"Hey Mom," said my son, Sandy, on the phone this morning. "Guess what. If you add together all the years that Nick and I have been alive, that's, like, over half a century. You've been raising boys for over half a century! And if you add in Katie, it totals 73 years. If you laid it out flat, that's 73 years of child raising for you. Does that make you feel old?" "Yes. Yes, it does. Old and creaky. Thank you, dear."
"Just doin' my job."
This is the child that called me at 3:00 a.m. this morning to be the first to wish me a happy birthday. I woke up, saw his name on the Caller ID and panicked, knowing that last night he was going rock climbing and he'd said it was more rock jumping than climbing, to practice for when he goes cliff jumping or building jumping or something in some kind of squirrel suit. So I panicked: Oh my god, he fell, he hit his head on a rock, he's in the hospital, he died, what happened, oh my god!
But no.
"Hi Mom, it's 12:01 out here in Santa Monica so that means... IT'S YOUR BIRTHDAY! Just wanted to be the first to wish you a HAPPY BIRTHDAY!"
"What?! And you're calling me... because..."
"It's your birthday! HAPPY BIRTHDAY, MOM!"
Silence on my end. He's done this kind of thing before. There is a history here. Back when he was a kid, about 6 or 7, he used to troop over to his father's house but leave my alarm set for some twisted hour of the morning - 2:00 a.m. - 3:00 a.m. - and when I finally figured out that it wasn't a faulty alarm clock that was repeatedly going off, that one of my own children was actually planning this diabolical middle-of-the-night rousing, I said, "Sandy, why are you doing this?"

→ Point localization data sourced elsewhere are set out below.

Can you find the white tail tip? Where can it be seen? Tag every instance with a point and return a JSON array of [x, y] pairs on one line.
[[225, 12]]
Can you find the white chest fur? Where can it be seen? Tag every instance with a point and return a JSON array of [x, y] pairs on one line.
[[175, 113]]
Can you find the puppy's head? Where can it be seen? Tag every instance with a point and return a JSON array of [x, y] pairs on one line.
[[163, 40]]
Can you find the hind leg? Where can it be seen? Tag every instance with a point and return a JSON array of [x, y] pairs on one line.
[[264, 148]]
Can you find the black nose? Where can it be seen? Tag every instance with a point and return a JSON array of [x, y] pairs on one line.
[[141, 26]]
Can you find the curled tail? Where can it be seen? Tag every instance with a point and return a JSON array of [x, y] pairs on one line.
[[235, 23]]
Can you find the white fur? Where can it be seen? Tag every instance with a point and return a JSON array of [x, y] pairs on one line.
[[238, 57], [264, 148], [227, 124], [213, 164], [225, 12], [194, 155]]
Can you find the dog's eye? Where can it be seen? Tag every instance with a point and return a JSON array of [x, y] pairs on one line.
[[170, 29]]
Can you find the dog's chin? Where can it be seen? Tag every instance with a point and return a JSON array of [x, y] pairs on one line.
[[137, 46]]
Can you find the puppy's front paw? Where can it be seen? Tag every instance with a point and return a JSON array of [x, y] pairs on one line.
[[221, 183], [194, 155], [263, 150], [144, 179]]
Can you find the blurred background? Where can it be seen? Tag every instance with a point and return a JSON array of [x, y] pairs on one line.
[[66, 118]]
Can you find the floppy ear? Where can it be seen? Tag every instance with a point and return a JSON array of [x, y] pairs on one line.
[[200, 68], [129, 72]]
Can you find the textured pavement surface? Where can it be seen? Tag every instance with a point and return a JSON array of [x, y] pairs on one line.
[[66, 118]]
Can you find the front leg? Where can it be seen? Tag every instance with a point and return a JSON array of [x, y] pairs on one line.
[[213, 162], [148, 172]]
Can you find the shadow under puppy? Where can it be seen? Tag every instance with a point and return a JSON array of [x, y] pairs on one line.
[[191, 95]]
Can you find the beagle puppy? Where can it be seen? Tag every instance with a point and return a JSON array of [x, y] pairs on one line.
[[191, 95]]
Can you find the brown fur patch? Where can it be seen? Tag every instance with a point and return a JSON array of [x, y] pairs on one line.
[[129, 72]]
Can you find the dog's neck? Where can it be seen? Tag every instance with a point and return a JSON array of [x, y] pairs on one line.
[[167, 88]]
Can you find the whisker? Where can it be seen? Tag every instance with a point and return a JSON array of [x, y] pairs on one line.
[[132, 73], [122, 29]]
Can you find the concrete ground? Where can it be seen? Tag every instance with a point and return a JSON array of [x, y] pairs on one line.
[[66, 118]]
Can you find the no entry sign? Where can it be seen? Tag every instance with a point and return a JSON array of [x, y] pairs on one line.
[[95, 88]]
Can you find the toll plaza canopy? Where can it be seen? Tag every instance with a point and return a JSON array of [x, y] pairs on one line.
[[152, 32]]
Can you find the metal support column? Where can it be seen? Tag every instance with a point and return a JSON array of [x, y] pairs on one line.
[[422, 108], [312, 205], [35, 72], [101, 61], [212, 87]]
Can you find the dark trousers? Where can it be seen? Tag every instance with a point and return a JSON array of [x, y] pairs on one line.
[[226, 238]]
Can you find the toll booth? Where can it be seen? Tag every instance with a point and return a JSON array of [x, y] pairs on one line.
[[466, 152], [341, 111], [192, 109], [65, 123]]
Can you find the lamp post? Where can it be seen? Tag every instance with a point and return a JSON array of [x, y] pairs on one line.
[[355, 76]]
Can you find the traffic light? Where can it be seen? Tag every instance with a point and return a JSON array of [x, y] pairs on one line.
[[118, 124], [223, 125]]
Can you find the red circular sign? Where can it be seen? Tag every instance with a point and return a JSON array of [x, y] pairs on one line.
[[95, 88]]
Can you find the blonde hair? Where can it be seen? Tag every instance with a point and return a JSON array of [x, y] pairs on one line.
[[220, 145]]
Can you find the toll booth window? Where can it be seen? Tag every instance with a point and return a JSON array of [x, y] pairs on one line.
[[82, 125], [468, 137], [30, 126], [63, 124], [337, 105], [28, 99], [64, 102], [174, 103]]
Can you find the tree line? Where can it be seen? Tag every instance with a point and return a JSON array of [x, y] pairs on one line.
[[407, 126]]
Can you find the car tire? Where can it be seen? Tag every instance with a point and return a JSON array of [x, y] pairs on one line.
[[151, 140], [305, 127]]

"I do it so you'll think of me."
"Dear, I do think of you, but when my alarm goes off at 3:00 o'clock in the morning, I'm not thinking good thoughts of you."
"Mom, any thought of me is a good thought, you know that."
That was back when he was a kid, yet I suppose I should still expect a middle-of-the-night rousing now and then, and I shouldn't have been so surprised when the phone rang at 3:00 o'clock this morning. And if you add up all the years I've been raising up children, it is, indeed, 73 child years, and what a nice, new measurement tool for one's life. Today I am 53 years old, and I have spent 73 years raising children. Go me!